Decreased circulation in the feet became apparent in June, 1999, so Pearl was referred to a Vascular Surgeon to evaluate the legs. Within four days after the Vascular Surgeon did a doppler scan on the legs, circulation diminished to a point of being an emergency, prompting her to go the hospital for care. The hospital repeated the doppler scan and followed up with an arteriogram. Significant blockages and restrictions were found in most large arteries of both legs. Also, the blockages and restrictions were spasmodic, that is, opening and closing in a periodic manner – about an hour per cycle. A large dose of prednisone was administered for the arteriogram. That broke the spasms and restored circulation.
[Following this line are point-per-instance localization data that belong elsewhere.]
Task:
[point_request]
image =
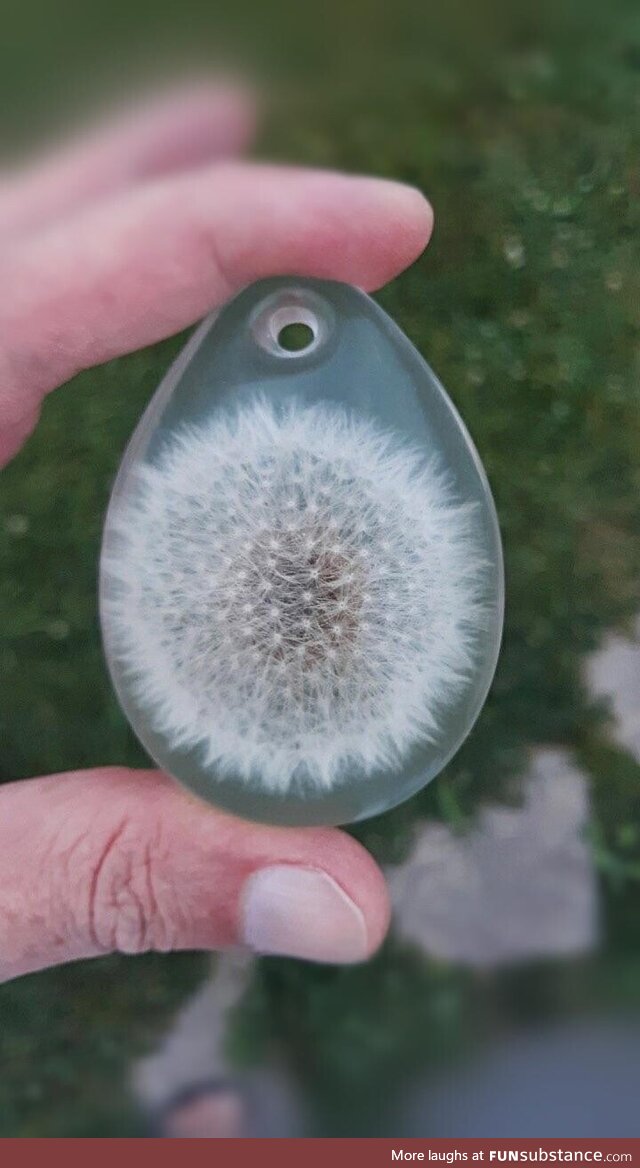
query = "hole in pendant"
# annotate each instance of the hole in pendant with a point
(292, 324)
(297, 336)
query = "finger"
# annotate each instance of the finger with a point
(179, 131)
(113, 860)
(134, 271)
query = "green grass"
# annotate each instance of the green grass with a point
(523, 130)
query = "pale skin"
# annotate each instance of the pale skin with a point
(109, 245)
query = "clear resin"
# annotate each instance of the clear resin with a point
(301, 571)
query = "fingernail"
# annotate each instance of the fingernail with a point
(301, 912)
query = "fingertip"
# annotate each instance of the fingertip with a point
(404, 229)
Despite the evidence of arteritis in the large leg arteries all doctors involved at this time regarded Pearl’s problem as atherosclerosis, not related to GCA. They assumed that all of Pearl’s arteries were atherosclerotic because of a probable genetic condition – this was erroneous. There was no history of atherosclerosis in Pearl or her siblings. She never smoked, had very low risk in lipids tests – high HDL, low LDL and total cholesterol. Her rheumatologist had never heard or read of GCA affecting a patient’s leg arteries. Because of this erroneous speculation the Rheumatologist continued to decrease Pearl’s prednisone dosage resulting in ulceration of the right heel.
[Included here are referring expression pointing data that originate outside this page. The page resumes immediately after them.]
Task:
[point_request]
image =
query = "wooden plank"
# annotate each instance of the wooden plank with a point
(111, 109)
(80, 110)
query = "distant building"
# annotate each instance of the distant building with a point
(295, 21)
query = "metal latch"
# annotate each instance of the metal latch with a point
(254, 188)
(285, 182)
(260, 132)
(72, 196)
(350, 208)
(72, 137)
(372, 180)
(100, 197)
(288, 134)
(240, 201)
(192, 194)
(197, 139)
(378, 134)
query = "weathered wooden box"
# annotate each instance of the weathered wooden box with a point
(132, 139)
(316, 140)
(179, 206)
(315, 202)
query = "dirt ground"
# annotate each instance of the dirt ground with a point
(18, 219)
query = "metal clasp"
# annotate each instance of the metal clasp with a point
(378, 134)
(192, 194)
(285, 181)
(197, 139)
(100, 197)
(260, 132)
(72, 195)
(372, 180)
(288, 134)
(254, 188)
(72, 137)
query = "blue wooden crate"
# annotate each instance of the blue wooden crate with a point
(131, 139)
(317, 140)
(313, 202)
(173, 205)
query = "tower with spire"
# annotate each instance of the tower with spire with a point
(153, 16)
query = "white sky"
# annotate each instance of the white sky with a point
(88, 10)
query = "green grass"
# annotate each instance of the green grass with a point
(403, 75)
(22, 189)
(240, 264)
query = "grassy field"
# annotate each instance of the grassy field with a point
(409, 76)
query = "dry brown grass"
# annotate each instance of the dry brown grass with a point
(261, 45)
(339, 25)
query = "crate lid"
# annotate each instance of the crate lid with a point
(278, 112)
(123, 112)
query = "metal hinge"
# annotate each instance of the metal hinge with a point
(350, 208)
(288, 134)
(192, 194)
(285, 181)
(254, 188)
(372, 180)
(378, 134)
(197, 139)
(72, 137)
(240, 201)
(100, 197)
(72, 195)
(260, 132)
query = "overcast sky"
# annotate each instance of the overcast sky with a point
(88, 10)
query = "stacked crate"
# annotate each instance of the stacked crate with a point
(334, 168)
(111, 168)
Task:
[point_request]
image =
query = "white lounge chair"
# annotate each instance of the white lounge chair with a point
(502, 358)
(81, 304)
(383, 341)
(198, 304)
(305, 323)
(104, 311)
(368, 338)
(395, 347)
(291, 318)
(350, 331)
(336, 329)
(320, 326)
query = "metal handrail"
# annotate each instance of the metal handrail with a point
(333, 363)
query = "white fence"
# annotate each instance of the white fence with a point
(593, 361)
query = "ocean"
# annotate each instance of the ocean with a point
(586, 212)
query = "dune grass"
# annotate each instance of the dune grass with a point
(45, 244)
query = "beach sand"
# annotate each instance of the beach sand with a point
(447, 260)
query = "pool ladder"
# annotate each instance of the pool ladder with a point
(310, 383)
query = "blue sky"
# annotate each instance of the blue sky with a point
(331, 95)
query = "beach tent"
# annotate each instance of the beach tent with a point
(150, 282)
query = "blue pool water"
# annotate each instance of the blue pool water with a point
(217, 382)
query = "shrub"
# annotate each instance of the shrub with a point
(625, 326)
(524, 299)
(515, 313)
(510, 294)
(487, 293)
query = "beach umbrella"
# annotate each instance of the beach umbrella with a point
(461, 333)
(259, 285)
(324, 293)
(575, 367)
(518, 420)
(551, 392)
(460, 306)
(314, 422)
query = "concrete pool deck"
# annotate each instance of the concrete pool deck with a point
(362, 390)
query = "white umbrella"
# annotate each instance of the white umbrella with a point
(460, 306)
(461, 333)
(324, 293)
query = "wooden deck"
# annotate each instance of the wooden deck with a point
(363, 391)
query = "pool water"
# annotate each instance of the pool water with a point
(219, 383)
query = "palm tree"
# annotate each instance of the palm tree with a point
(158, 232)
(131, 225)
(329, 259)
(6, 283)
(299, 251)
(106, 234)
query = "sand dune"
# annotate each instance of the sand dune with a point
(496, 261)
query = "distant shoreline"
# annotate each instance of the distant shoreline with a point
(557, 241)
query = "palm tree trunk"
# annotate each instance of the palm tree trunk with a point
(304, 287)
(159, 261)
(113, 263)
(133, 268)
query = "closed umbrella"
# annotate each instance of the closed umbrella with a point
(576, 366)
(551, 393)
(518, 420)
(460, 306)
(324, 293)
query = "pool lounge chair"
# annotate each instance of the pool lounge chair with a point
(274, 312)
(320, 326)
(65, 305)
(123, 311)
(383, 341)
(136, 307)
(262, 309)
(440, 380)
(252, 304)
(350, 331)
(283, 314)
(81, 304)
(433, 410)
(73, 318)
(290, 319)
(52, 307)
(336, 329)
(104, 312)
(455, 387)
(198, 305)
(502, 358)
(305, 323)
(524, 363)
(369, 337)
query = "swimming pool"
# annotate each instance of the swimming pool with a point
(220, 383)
A Cardiologist will be called upon who will make the correct diagnosis that the leg artery problems were due to GCA/PMR and not atherosclerosis. This will be discussed later.
Allegra-D (the D component is pseudoephedrine – a vasoconstrictor) was started by Pearl in April, 1999. It was prescribed by her allergist to eliminate coughing. It was considered benign but I speculate it would have been better for her if it had not been started. Over the years I attempted to get Pearl off of it but she found it too helpful for the cough to give it up. I had no support from any of her physicians to help stop its use. They supported the belief that it had no effect on her leg arteries.
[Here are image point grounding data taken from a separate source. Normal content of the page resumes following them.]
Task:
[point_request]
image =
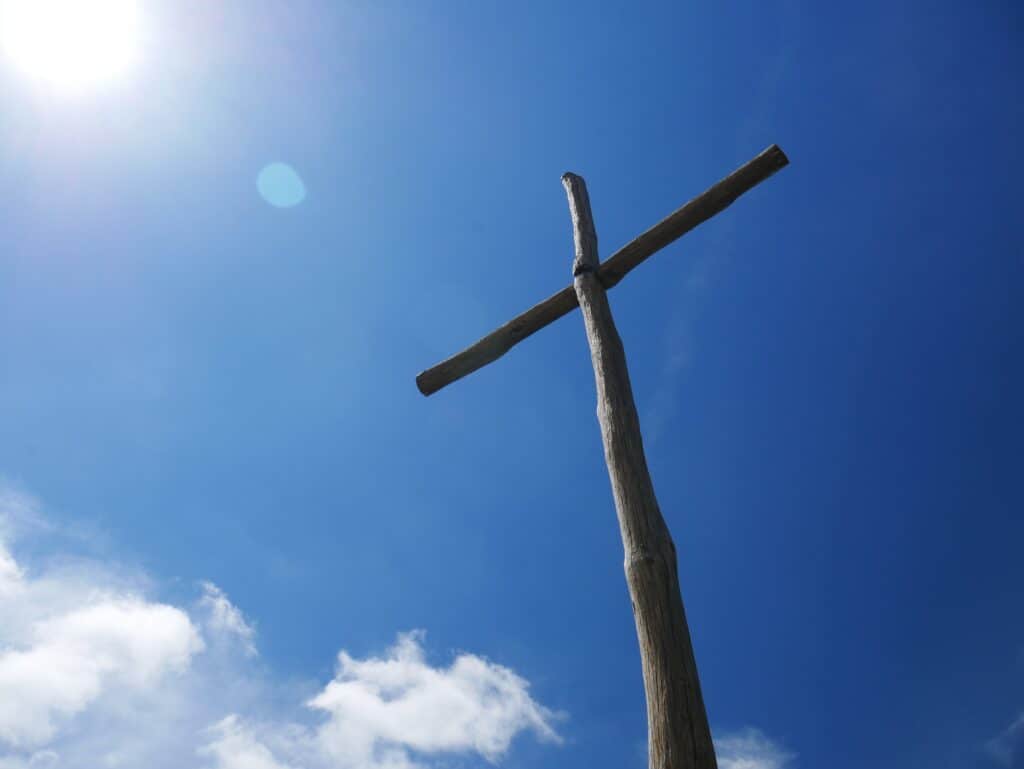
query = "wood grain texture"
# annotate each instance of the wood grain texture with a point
(701, 208)
(679, 736)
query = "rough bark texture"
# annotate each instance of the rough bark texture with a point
(609, 273)
(679, 736)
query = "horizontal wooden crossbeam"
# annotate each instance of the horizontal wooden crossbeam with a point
(613, 269)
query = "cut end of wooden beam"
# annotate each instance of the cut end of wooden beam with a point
(423, 384)
(779, 159)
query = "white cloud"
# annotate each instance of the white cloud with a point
(236, 746)
(224, 617)
(97, 674)
(382, 709)
(74, 656)
(1008, 749)
(750, 749)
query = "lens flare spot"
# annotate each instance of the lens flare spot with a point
(281, 185)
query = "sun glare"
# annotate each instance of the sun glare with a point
(70, 43)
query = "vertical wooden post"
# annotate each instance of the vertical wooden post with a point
(679, 736)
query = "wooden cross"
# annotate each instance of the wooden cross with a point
(679, 736)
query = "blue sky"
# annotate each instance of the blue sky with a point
(208, 409)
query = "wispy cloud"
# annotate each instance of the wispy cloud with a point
(1008, 748)
(95, 672)
(750, 749)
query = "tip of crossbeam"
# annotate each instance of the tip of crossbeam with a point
(776, 154)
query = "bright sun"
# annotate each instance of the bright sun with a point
(70, 43)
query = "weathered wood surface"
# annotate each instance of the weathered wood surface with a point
(679, 736)
(609, 273)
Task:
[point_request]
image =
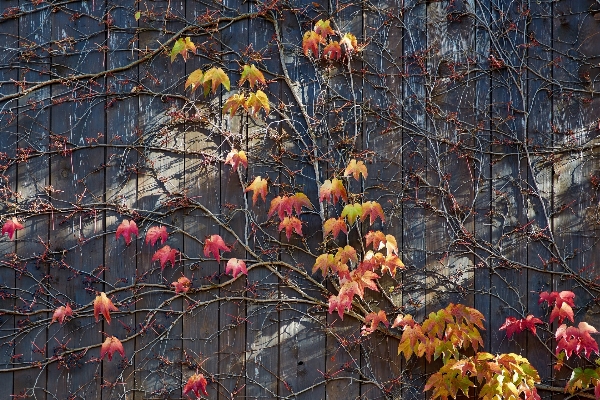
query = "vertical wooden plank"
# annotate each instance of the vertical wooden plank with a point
(75, 121)
(32, 177)
(8, 147)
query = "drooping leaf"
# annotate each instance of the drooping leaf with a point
(126, 229)
(61, 313)
(155, 233)
(252, 74)
(335, 225)
(258, 187)
(258, 100)
(352, 212)
(182, 46)
(356, 169)
(212, 245)
(335, 188)
(236, 267)
(182, 285)
(165, 254)
(291, 224)
(110, 346)
(310, 43)
(235, 158)
(103, 305)
(213, 78)
(196, 384)
(11, 226)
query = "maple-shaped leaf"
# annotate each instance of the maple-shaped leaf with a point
(323, 263)
(61, 313)
(351, 212)
(110, 345)
(212, 245)
(258, 100)
(310, 43)
(182, 46)
(374, 319)
(323, 28)
(196, 384)
(11, 226)
(103, 305)
(373, 210)
(236, 267)
(335, 225)
(126, 229)
(258, 187)
(252, 75)
(333, 50)
(195, 80)
(235, 158)
(155, 233)
(165, 254)
(355, 169)
(335, 188)
(349, 43)
(182, 285)
(213, 78)
(291, 224)
(234, 102)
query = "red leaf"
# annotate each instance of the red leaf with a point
(155, 233)
(61, 313)
(182, 285)
(164, 254)
(103, 305)
(236, 267)
(259, 187)
(126, 229)
(196, 384)
(110, 345)
(212, 245)
(11, 226)
(291, 224)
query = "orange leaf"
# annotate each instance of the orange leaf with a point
(164, 254)
(155, 233)
(212, 245)
(61, 313)
(110, 345)
(126, 229)
(252, 75)
(196, 384)
(355, 169)
(291, 224)
(236, 267)
(11, 226)
(182, 285)
(259, 187)
(103, 305)
(235, 157)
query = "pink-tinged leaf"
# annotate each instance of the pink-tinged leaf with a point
(126, 229)
(182, 285)
(291, 224)
(258, 187)
(236, 267)
(196, 384)
(212, 245)
(11, 226)
(155, 233)
(61, 313)
(235, 157)
(110, 346)
(103, 305)
(165, 254)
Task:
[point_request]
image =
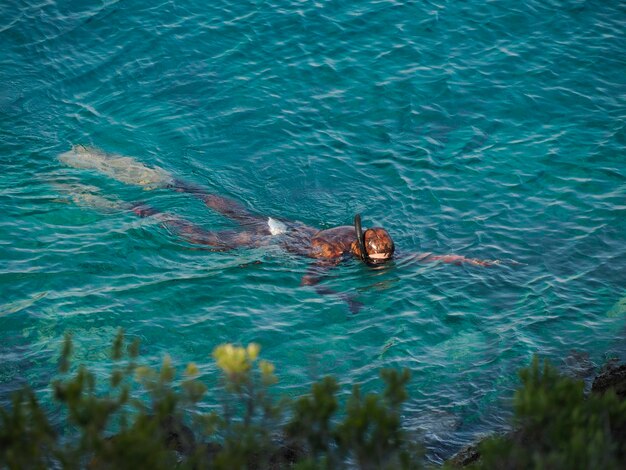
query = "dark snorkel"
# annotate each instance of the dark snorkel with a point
(361, 240)
(365, 257)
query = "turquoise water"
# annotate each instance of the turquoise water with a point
(488, 129)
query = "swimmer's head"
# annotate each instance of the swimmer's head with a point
(374, 246)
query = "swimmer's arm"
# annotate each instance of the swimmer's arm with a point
(314, 275)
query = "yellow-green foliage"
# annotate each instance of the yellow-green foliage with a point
(114, 429)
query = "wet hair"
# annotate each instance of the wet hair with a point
(374, 246)
(378, 241)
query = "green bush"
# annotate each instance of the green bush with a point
(113, 429)
(557, 427)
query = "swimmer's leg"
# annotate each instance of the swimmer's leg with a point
(218, 241)
(89, 196)
(225, 206)
(130, 171)
(121, 168)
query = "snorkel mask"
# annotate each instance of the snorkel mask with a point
(377, 258)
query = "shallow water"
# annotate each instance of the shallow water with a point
(488, 129)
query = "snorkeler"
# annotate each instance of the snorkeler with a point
(329, 247)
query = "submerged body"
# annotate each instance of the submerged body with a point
(327, 247)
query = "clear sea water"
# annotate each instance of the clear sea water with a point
(489, 129)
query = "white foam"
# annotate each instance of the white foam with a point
(276, 226)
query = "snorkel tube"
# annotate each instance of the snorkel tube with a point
(361, 240)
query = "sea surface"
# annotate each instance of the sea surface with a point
(489, 129)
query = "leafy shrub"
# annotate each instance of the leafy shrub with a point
(558, 427)
(113, 429)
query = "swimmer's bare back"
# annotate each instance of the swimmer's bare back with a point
(328, 247)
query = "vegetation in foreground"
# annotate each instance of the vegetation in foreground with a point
(106, 426)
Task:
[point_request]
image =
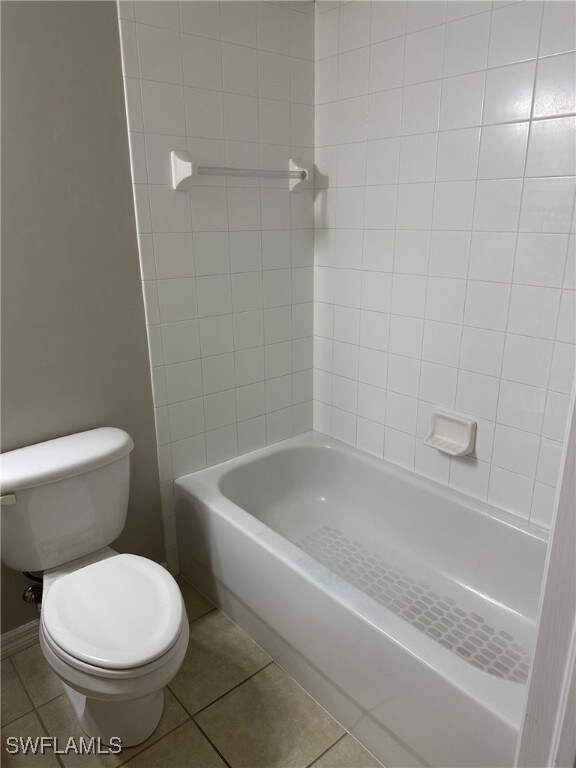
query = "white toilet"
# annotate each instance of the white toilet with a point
(113, 626)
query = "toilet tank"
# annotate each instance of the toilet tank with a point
(64, 498)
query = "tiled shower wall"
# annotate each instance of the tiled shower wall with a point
(227, 268)
(444, 264)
Pain behind Pearl’s left eye was reported on 4/23/99 but ignored – it felt similar to the pain behind her right eye at the beginning of her illness. This and headaches reported a month later were symptoms of GCA the Ophthalmologist and Rheumatologist failed to act upon. Both the headaches and the sed rate of 15 in March should have caused prednisone to be increased by the Rheumatologist but didn’t.